Yes, Clowney will sign a franchise-tag deal imminently for one year at $15.9 million, but the trade with the Houston Texans to acquire him cost the Seahawks just two non-starting linebackers and a 2020 third-round draft choice. That’s basically the coins in your car’s console cup.
And should Clowney not get a long-term extension with the Seahawks in the next off-season and depart, the Seahawks probably would be compensated with a third-round draft choice.
So the Seahawks basically gave up Barkevious Mingo, a good special-teams player they were prepared to cut to save $4.1 million in salary, and Jacob Martin, a 2018 sixth-round pick with a nice upside, but perhaps unneeded with rookie LBs Cody Barton and Ben Burr-Kirven showing well.
There are secondary costs. To make room for Clowney’s salary, the Seahawks Saturday had to cut three useful veterans: DE Cassius Marsh, WR Jaron Brown and CB Jamar Taylor.
More moves were underway Saturday afternoon as teams reached the NFL’s mandatory 53-man roster limit.

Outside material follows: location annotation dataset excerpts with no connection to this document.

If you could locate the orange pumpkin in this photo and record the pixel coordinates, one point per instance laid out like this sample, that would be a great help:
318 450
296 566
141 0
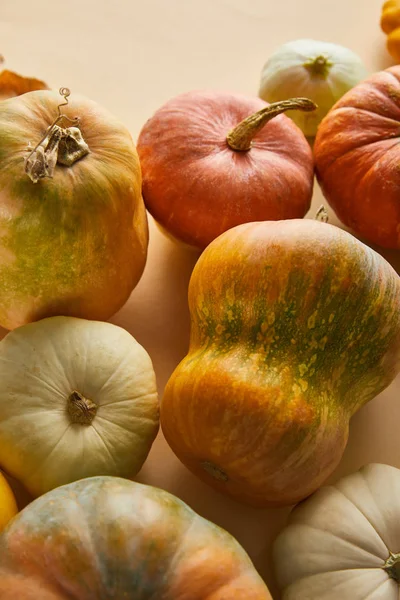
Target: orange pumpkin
208 166
294 326
357 157
8 504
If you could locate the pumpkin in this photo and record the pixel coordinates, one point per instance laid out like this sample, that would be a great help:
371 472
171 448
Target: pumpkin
343 542
319 70
294 326
106 537
390 24
213 160
8 504
77 398
73 228
356 154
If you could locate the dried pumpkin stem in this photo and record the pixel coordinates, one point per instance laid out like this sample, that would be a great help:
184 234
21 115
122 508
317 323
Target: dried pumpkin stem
58 145
241 136
80 409
322 214
392 566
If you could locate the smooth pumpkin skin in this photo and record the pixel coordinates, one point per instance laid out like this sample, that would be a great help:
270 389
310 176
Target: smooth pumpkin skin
75 244
336 543
196 187
8 504
105 537
357 154
390 24
294 326
42 444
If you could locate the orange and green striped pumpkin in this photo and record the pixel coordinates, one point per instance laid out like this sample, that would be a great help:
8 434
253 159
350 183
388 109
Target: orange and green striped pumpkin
106 537
294 326
74 244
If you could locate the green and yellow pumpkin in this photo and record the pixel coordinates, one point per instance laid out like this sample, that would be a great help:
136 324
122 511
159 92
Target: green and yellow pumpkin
294 326
73 227
106 537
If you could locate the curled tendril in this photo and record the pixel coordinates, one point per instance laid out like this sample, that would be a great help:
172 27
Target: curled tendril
65 92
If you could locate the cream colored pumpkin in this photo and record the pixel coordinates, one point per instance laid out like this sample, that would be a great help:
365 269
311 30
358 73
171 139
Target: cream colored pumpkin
343 543
77 398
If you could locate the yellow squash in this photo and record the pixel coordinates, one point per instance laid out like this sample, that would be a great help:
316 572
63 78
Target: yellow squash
8 505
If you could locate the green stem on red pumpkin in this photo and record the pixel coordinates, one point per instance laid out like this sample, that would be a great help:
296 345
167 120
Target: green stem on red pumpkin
240 138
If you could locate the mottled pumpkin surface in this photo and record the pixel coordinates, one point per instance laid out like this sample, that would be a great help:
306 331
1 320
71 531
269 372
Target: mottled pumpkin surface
357 155
105 537
197 187
294 326
75 244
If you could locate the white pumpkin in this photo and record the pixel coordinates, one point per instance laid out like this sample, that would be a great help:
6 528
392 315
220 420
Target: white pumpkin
78 398
317 70
343 543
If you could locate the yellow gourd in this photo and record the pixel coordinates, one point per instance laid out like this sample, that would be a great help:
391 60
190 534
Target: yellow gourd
8 505
390 24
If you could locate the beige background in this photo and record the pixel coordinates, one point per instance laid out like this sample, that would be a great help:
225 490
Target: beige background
131 57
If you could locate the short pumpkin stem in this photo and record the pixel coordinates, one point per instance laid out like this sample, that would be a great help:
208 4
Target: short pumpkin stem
80 409
392 566
322 214
241 136
319 66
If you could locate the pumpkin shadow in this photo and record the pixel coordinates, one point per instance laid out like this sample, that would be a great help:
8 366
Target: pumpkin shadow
157 312
254 528
382 58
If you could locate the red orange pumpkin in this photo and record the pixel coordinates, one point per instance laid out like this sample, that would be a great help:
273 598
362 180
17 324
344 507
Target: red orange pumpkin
357 157
213 160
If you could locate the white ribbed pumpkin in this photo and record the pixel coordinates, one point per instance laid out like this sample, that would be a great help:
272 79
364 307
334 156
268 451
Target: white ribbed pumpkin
343 543
317 70
77 398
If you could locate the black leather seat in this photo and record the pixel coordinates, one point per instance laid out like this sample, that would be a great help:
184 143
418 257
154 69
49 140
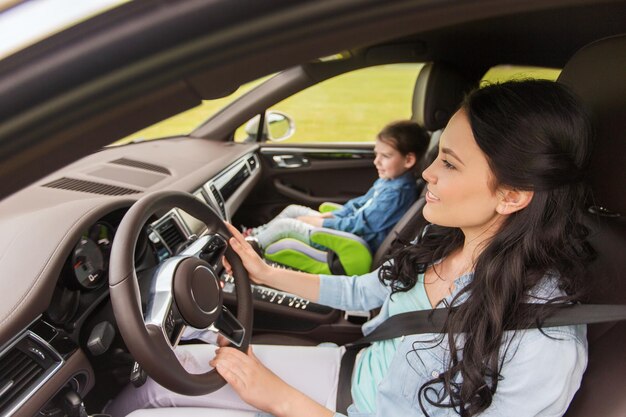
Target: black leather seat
597 75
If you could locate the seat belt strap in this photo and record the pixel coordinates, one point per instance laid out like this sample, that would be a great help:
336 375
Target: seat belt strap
432 321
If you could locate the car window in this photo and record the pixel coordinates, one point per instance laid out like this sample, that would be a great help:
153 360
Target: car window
183 123
351 107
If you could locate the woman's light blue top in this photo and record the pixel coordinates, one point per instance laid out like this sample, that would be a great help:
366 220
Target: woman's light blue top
374 362
540 372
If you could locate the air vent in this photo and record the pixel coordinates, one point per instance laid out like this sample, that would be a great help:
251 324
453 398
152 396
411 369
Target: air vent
141 165
19 372
219 200
24 366
89 187
170 234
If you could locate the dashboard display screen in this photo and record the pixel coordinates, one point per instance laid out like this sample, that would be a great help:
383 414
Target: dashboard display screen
194 225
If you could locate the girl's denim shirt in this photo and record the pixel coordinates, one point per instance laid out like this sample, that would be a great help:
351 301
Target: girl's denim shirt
540 374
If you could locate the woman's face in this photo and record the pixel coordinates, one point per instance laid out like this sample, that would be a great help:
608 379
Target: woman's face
459 192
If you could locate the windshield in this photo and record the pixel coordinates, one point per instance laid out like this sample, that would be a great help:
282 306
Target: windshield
23 23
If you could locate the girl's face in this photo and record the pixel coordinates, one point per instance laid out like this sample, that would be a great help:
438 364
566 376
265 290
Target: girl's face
389 162
459 192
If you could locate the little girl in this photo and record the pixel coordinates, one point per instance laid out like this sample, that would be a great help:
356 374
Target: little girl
399 147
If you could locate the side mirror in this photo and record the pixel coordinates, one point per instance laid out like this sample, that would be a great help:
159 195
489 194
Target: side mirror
278 126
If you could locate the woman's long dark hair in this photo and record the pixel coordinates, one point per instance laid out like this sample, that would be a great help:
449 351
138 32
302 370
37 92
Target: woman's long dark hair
536 136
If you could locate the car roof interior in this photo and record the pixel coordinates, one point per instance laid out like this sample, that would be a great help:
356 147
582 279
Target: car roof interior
175 69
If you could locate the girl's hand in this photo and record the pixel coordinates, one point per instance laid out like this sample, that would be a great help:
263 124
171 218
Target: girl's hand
253 382
316 221
254 264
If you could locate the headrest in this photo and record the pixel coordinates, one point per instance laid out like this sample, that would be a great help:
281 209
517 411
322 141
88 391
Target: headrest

But in Seattle, the over-arching story is that the pairing of Clowney with DE Ziggy Ansah, the free agent who apparently is recovered from off-season shoulder surgery, means the Seahawks have a workaround to help compensate for the loss of the Legion of Boom.
In 2019, they are again to be taken seriously.
Clowney, the No. 1 pick in the 2014 draft, had 18½ sacks over the past two seasons, tied for 19th in the NFL, and his 42 QB hits tied for 17th. Those are good but not spectacular numbers, yet don’t fully explain a key attribute.
ESPN has a stat called pass-rush win rate that tracks how often a player beats his block within 2.5 seconds. Clowney’s 35 percent rate was second in the NFL, meaning his pressure forces offenses to compensate. In Seattle, that means more open lanes for LBs Bobby Wagner, K.J. Wright and Mychal Kendricks, the defense’s strength.
Throughout the preseason, defensive coordinator Ken Norton called blitzes on a regular basis, something deemed unnecessary in the Boom years because the secondary was so good in coverage. But because their replacements are young and not as talented, Carroll has deemed that disruption must come from elsewhere.
But the fact that the disrupter was available so inexpensively was a tribute to general manager John Schneider and the Texans’ baffling decisions that left them vulnerable to predation a week ahead of the season opener.
When it became more clear that Clowney’s holdout would force the Texans to consider a trade, the presumption was that they would find a partner that would help them fill their urgent needs on the offensive line and at running back. That seemed to be a problem for the Seahawks, who wouldn’t want to weaken a strength, particularly with so many injuries to O-line back-ups.
But the Seahawks were forced to deal from neither position and could take advantage of a remarkably diminished marketplace, in part created by Clowney’s dictum that he wouldn’t sign the franchise tag in order to be a traded to a team he didn’t like. That’s what apparently happened when he chose to spurn a trade to the Miami Dolphins. And Seahawks LT Duane Brown, a teammate of Clowney’s in Texas, was reported to be an influential whisperer.
The trade’s final verdict is a long ways away. Seahawks fans know that previous shiny objects lusted after by Carroll, WR Percy Harvin and TE Jimmy Graham, turned into something less than advertised.
But for the eve of the 2019 season, there’s no doubt about the virtue of the acquisition of Clowney. The need was immediate, the cost was low, the value high and declaration was plain: The Seahawks are in it to win it.